プチロラクトン1を用いたウシ未成熟卵子の保存方法

タイトル プチロラクトン1を用いたウシ未成熟卵子の保存方法
担当機関 東北農業試験場
研究期間 2000~2000
研究担当者 永井 卓
今井 敬(畜試)
竹之内直樹
平尾雄二
発行年度 2000
要約 ウシ未成熟卵子をブチロラクトン1を含む培養液中で培養すると、体外成熟・受精後の発生能を損なうことなく24時間卵子を保存できる。この保存法により、一度に多くの卵子を試験に使用できる。

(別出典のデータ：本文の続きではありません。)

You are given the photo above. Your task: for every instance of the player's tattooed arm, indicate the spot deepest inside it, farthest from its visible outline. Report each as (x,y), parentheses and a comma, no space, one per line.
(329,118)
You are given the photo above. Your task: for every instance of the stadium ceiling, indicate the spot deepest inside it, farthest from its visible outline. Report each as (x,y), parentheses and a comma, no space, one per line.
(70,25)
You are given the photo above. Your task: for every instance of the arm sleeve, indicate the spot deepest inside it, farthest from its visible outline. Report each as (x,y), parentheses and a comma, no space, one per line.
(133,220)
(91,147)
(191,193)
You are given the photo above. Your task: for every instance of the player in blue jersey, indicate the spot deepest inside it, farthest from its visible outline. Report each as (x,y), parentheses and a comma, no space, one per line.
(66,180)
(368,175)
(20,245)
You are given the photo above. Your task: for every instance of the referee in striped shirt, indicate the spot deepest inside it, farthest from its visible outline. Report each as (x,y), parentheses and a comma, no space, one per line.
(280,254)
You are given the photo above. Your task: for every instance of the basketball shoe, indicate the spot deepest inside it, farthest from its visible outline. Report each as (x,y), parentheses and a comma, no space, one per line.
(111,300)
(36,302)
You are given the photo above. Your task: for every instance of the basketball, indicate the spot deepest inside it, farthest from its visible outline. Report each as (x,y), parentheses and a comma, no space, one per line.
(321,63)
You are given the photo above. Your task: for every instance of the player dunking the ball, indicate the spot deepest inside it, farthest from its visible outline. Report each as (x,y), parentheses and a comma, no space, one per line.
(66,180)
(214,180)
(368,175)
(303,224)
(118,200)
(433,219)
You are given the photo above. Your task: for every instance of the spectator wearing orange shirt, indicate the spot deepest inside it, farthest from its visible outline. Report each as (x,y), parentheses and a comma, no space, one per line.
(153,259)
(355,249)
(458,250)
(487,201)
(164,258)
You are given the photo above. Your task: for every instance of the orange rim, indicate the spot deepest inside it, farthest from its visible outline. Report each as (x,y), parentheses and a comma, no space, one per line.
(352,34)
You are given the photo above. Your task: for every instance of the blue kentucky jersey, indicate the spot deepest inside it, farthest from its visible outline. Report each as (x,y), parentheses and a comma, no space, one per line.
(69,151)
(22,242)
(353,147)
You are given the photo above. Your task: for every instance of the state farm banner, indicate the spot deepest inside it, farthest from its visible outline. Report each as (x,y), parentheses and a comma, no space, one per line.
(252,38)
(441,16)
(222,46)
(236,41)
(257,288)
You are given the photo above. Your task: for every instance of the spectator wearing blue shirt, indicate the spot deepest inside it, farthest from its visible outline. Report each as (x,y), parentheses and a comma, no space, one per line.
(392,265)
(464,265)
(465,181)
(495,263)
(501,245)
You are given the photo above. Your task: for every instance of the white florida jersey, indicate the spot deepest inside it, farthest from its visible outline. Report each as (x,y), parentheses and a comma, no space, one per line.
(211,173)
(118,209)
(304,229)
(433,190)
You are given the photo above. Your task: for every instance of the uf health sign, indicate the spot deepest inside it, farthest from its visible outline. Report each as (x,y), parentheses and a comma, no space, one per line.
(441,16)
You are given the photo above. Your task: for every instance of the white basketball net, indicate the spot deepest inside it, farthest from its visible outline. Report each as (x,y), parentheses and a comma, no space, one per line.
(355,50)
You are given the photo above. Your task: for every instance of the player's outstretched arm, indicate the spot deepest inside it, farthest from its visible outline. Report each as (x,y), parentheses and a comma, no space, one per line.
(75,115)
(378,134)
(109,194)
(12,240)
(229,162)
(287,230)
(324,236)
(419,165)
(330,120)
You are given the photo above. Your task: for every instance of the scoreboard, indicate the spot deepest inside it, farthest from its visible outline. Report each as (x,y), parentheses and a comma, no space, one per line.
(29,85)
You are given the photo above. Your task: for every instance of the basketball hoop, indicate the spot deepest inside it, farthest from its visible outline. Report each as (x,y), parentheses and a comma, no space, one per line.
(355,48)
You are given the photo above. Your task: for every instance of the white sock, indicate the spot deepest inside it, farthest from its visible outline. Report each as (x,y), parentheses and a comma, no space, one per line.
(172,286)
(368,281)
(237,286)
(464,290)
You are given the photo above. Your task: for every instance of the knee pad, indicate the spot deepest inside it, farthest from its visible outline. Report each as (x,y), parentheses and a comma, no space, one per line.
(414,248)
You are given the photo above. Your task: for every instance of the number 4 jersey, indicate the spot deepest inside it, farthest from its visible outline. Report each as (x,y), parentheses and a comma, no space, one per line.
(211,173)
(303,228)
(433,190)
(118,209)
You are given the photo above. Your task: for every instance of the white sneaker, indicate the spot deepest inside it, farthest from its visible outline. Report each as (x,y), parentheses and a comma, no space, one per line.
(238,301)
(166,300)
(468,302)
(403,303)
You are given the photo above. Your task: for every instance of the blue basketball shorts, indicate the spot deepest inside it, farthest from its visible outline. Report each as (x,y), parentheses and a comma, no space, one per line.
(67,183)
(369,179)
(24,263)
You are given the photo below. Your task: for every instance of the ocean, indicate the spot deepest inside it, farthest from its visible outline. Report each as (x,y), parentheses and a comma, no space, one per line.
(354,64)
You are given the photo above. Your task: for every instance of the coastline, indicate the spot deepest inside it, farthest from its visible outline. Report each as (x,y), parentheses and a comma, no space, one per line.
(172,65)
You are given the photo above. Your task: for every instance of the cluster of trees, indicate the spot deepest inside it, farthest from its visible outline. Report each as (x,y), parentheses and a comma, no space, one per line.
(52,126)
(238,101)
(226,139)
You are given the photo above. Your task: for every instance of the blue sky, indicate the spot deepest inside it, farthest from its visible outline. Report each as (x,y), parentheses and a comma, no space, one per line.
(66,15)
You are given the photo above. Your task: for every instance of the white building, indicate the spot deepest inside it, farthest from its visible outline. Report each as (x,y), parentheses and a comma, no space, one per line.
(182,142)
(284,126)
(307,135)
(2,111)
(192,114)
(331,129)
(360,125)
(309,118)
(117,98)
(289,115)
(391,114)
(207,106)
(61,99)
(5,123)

背景・ねらい 体外受精・クローン技術による家畜の効率的な生産には、一度に多数の高品質な成熟卵子が必要である。しかし、卵子の成熟を人為的に制御できる技術がないため、卵巣採取当日に回収した卵子を直ぐに使用せざるを得ず、その数に限りがある。ところが、最近、細胞周期を制御するカイネースの阻害剤であるブチロラクトン1(BL-1)が、家畜卵子の成熟を効率的に抑制することが報告された。そこで、本研究ではウシ未成熟卵子をBL-1を含む培養液中で培養し、その成熟抑制効果を調べ、さらに、抑制解除後の未成熟卵子を体外成熟・受精し、その後の発生を調べることにより、BL-1がその発生能を損なうことなく卵子を保存できるかどうかを明らかにする。
成果の内容・特徴
      
  1. 食肉処理場で採取した卵巣から回収したウシ未成熟卵子を培養液(TCM199液+3㎎/mlウシ血清アルブミン)中で培養する際、BL-1を添加すると濃度依存的に成熟が抑制される。100μMの濃度で添加するとほとんどの卵子(86%)の成熟を抑制することができ、その後、成熟培養液(TCM199液+5%子牛血清)に移し、20時間成熟培養することによって、83-90%の高い成熟率を得ることができる。
      
  2. BL-1を100μM含む培養液(TCM199液+3㎎/mlウシ血清アルブミン)中で、ウシ未成熟卵子を48時間まで培養すると卵子の95%において成熟が抑制され、その後の成熟培養によって84%が成熟する。得られた成熟卵子に体外受精を行うと、24時間保存培養の場合には、無処理の卵子と同様の発生するが、48時間培養するとその発生成績は対照区と比較して有意に低下する。(図1)
      
  3. 結論として、保存培養液への100μMのBL-1添加によって、ウシ未成熟卵子をその品質を低下させることなく24時間保存することができる。
成果の活用面・留意点
     
  1. BL-1を用いた卵子の保存法により、一度に多くの卵子を試験に使用できる可能性がある。
  2. 48時間保存したウシ未成熟卵子の品質低下の原因を突き止める必要がある。
  3. BL-1を用いて24時間保存した卵子から得られた胚盤胞期胚の移植試験を行う必要がある。